And in the early 2000s Lee came out with something called “Packit Jeans” which were “designed to maximize ‘upfront’ appeal.”
But what is never talked about is what happens after the Janet Jackson “reveal.” Maybe I’m too practical but if the bogus bulge has its presumably desired effect and a liaison does in fact occur, wouldn’t you have some explaining to do when the time came? “Uh, what happened to your bulge?” How do you answer that question?
Anyway, as you might expect in these days of market differentiation and intense competition, there are a lot of “solutions” available. For example, there is the “Power Pouch,” “Power Sock,” “Wonder Jock,” and of course, the “Bong Thong.”
Regardless of which brand you choose, the same result is promised: “With men’s enhancing underwear, you’ll have the added confidence boost of a thoroughbred stallion!”
I don’t know about you, but this whole thing has me very confused. For two reasons.

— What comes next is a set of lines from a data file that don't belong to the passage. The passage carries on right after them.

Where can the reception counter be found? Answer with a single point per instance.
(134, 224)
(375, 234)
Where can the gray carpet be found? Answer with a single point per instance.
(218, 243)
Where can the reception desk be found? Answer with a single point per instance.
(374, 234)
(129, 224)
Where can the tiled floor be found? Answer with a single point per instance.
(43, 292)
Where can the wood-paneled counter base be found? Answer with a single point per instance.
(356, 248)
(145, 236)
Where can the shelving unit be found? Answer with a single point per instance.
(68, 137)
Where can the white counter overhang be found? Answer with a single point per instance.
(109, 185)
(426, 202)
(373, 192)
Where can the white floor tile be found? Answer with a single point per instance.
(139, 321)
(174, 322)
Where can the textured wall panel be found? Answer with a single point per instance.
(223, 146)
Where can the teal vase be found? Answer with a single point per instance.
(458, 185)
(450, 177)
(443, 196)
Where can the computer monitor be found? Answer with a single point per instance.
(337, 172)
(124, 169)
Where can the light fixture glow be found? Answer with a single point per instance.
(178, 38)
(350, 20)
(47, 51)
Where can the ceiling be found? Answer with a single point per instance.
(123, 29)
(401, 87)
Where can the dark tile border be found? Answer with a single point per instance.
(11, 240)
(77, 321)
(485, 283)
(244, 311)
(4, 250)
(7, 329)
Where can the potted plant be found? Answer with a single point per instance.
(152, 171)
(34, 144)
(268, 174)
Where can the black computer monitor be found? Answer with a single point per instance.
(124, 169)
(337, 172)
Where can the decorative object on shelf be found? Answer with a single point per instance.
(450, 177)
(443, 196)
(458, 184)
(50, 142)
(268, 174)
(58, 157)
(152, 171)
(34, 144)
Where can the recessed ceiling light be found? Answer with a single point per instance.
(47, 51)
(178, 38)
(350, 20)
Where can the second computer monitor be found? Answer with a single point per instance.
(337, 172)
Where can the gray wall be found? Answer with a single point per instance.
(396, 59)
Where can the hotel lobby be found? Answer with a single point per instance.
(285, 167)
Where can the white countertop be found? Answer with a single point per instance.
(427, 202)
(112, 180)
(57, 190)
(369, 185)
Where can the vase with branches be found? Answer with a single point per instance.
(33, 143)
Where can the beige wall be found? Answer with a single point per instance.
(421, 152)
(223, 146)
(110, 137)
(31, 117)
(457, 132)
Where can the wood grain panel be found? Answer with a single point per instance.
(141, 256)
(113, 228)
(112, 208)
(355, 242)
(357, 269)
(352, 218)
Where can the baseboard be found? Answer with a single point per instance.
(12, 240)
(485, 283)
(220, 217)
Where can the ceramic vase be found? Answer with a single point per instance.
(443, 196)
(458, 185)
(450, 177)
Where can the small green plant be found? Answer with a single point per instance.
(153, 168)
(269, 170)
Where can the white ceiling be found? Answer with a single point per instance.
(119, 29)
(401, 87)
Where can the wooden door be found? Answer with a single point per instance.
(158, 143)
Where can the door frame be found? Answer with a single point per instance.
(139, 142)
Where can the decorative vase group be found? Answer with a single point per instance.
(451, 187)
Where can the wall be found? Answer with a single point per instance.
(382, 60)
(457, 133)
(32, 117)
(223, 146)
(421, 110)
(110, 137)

First, if you recall, what started this inquiry was an unsolicited e-mail with the subject line “A Special Gift for that Special Valentine.” So presumably, one would buy this gift for someone who “needs” it. And wouldn’t that be a sobering Valentines’ Day gift? Sort of like a guy getting his girlfriend a padded bra. Or a Zumba membership.
Imagine the scene:
“Happy Valentines Day, Joe.”
“Thanks, what is it, Mary?”
“Open it and see!”
Joe opens the package, and extracts and studies the contents. Of course he can’t say, “Thanks! Just what I need!” But presumably Mary thinks he does. Any delusions of stallionhood Joe may have entertained will be forever dashed.

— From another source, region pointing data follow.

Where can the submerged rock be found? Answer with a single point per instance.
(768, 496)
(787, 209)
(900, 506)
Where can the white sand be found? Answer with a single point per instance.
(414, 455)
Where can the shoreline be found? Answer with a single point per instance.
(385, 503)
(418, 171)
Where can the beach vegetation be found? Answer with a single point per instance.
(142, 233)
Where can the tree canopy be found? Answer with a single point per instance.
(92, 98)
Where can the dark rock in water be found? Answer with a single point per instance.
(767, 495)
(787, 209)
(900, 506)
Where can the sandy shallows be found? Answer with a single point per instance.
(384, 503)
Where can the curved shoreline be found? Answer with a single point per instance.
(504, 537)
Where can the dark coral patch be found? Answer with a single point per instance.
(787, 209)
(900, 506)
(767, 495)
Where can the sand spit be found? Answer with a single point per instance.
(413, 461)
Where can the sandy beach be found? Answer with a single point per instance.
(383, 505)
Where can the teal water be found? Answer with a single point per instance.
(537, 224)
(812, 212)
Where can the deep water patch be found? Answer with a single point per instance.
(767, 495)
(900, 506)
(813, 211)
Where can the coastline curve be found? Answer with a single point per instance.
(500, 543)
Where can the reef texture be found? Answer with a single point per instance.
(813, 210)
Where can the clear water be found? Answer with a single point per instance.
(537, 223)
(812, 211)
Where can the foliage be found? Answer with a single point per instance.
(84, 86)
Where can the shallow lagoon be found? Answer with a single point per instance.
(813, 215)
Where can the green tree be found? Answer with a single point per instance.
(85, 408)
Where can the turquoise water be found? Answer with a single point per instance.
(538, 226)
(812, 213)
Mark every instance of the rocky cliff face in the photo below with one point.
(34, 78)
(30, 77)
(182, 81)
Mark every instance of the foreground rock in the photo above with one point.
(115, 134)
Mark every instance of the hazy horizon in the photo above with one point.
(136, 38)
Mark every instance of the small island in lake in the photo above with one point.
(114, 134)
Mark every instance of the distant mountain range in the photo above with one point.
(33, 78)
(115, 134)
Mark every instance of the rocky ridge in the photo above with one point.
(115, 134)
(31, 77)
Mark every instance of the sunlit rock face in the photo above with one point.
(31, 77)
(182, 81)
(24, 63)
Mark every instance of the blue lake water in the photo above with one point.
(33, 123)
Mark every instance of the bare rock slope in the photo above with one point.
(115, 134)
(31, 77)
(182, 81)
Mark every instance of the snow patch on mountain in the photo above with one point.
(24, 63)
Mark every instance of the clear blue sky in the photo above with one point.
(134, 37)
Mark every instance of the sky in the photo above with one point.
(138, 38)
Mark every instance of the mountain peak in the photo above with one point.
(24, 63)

But then, if Joe were really in such dire need of a Power Pouch, why was Mary seeing him anyway? Shouldn’t she have been patrolling for big-bulged Porsche owners before settling on poor old Joe?
I take the whole sad story as further proof that one of the fundamental principals of marketing is the de-evolution of the human race. Who but a marketer would try to undermine thousands of years of evolutionary triumph of our mammalian brains over our reptilian brains by telling us that size does in fact matter. And then selling a bulge to create the illusion of size.